Tuesday, 15 November 2016

Entity Relationship Model


ER Model defines conceptual view of a database. It is a logical relationship of entities (or objects) in order to create a database.

The elements of ER Model are;

·         Entity – Entity can be real-world object. It is a collection of related attributes or properties.

Example: Employee, Department, etc.


o    Strong Entity –An entity that has a primary key is called as Strong entity. Rectangle represents strong entity.


Example: Employee, Department, etc, we can use “INNER JOIN” to join between tables.

o    Weak Entity –Weak entity doesn’t have key attribute (primary key) of its own.  Double rectangle represents weak entity.

Example: Employee, Dependant, Employee can exist without dependants but no dependent can exist without the employees. We must use “LEFT OUTER JOIN”/ “RIGHT OUTER JOIN” to join between entities.

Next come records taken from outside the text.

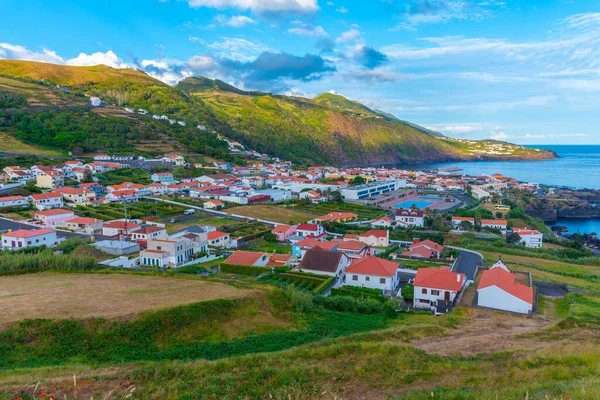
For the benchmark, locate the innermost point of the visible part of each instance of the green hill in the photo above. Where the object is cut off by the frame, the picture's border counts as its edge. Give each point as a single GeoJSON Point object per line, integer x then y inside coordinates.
{"type": "Point", "coordinates": [328, 129]}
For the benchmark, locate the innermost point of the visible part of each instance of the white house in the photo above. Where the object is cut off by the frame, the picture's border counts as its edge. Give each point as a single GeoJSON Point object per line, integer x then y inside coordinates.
{"type": "Point", "coordinates": [494, 224]}
{"type": "Point", "coordinates": [498, 289]}
{"type": "Point", "coordinates": [372, 272]}
{"type": "Point", "coordinates": [436, 289]}
{"type": "Point", "coordinates": [412, 217]}
{"type": "Point", "coordinates": [530, 238]}
{"type": "Point", "coordinates": [324, 262]}
{"type": "Point", "coordinates": [13, 201]}
{"type": "Point", "coordinates": [23, 238]}
{"type": "Point", "coordinates": [305, 230]}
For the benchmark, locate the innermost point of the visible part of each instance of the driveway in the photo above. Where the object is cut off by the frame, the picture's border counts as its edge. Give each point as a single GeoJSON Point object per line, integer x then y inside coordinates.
{"type": "Point", "coordinates": [467, 264]}
{"type": "Point", "coordinates": [6, 224]}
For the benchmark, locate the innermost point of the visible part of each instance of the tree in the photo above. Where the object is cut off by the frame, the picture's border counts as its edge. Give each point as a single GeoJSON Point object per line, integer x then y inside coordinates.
{"type": "Point", "coordinates": [408, 292]}
{"type": "Point", "coordinates": [358, 180]}
{"type": "Point", "coordinates": [88, 177]}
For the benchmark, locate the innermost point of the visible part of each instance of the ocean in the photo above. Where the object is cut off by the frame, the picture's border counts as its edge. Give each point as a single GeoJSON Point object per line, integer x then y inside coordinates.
{"type": "Point", "coordinates": [578, 167]}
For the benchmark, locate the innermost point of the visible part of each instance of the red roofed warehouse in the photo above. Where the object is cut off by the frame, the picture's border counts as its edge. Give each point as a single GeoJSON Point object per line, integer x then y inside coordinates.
{"type": "Point", "coordinates": [436, 289]}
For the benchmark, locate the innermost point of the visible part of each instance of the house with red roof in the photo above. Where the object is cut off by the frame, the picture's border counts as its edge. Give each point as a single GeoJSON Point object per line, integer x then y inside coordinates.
{"type": "Point", "coordinates": [218, 239]}
{"type": "Point", "coordinates": [84, 225]}
{"type": "Point", "coordinates": [375, 238]}
{"type": "Point", "coordinates": [24, 238]}
{"type": "Point", "coordinates": [498, 289]}
{"type": "Point", "coordinates": [424, 249]}
{"type": "Point", "coordinates": [54, 217]}
{"type": "Point", "coordinates": [372, 272]}
{"type": "Point", "coordinates": [283, 232]}
{"type": "Point", "coordinates": [383, 222]}
{"type": "Point", "coordinates": [13, 201]}
{"type": "Point", "coordinates": [530, 237]}
{"type": "Point", "coordinates": [309, 230]}
{"type": "Point", "coordinates": [437, 288]}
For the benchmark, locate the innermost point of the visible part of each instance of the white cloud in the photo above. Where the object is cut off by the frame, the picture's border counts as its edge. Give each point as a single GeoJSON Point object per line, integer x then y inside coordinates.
{"type": "Point", "coordinates": [304, 29]}
{"type": "Point", "coordinates": [109, 58]}
{"type": "Point", "coordinates": [238, 21]}
{"type": "Point", "coordinates": [14, 52]}
{"type": "Point", "coordinates": [349, 36]}
{"type": "Point", "coordinates": [261, 6]}
{"type": "Point", "coordinates": [238, 49]}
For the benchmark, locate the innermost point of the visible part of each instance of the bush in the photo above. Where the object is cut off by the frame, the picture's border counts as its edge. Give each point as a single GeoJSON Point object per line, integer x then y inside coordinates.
{"type": "Point", "coordinates": [243, 269]}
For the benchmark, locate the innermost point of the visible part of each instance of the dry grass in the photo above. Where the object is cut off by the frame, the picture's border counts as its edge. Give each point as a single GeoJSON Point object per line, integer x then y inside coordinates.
{"type": "Point", "coordinates": [279, 214]}
{"type": "Point", "coordinates": [11, 144]}
{"type": "Point", "coordinates": [486, 332]}
{"type": "Point", "coordinates": [61, 296]}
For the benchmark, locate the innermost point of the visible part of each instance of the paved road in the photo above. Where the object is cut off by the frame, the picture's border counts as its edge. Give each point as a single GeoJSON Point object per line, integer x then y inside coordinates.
{"type": "Point", "coordinates": [6, 224]}
{"type": "Point", "coordinates": [467, 264]}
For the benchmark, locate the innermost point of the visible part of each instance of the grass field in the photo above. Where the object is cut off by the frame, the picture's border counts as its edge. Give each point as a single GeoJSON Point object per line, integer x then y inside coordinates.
{"type": "Point", "coordinates": [11, 144]}
{"type": "Point", "coordinates": [100, 295]}
{"type": "Point", "coordinates": [283, 215]}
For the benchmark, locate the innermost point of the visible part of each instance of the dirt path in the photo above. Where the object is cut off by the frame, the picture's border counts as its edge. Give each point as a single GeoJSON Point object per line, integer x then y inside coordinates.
{"type": "Point", "coordinates": [486, 332]}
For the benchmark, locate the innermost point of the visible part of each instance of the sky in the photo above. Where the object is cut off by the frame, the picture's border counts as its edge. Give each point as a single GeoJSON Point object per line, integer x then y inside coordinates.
{"type": "Point", "coordinates": [524, 71]}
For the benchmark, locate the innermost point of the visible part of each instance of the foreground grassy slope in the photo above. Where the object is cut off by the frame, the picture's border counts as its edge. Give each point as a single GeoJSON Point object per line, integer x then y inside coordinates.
{"type": "Point", "coordinates": [329, 129]}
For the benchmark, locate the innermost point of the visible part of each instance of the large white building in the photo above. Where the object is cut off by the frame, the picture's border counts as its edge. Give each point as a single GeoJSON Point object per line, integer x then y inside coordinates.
{"type": "Point", "coordinates": [367, 190]}
{"type": "Point", "coordinates": [23, 238]}
{"type": "Point", "coordinates": [530, 238]}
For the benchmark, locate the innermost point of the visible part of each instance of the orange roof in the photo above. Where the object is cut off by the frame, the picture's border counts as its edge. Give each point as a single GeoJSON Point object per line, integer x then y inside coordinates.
{"type": "Point", "coordinates": [439, 278]}
{"type": "Point", "coordinates": [493, 221]}
{"type": "Point", "coordinates": [351, 245]}
{"type": "Point", "coordinates": [55, 211]}
{"type": "Point", "coordinates": [215, 235]}
{"type": "Point", "coordinates": [281, 228]}
{"type": "Point", "coordinates": [23, 233]}
{"type": "Point", "coordinates": [240, 257]}
{"type": "Point", "coordinates": [506, 281]}
{"type": "Point", "coordinates": [373, 266]}
{"type": "Point", "coordinates": [376, 233]}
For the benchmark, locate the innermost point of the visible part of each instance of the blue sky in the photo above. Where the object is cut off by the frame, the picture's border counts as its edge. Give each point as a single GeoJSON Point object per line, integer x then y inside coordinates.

Differences between Strong Entity and Weak Entity:


#
Strong Entity
Weak Entity
1
It has its own primary key.
It does not have sufficient attributes to form a primary key on its own.
2
It is represented by a rectangle.
It is represented by a double rectangle.
3
It contains a primary key represented by an eclipse with underline.
It contains partial key or discriminator represented by an eclipse with dashed underline.
4
The member of strong entity set is called as dominant entity set
The member of weak entity set is called as subordinate entity set.
5
The primary key is one of its attributes which uniquely identifies its member.
The primary key of weak entity set is combination of partial key and primary key of the strong entity set.
6
The relationship between two strong entity set is represented by a diamond symbol.
The relationship between one strong and weak entity set is represented by a double diamond symbol.
7
The line connecting strong entity set with identifying the relationship is single.
The line connecting weak entity set with identifying the relationship is double.
8
Total participation in the relationship may or may not exists
Total participation in the identifying relationship always exists.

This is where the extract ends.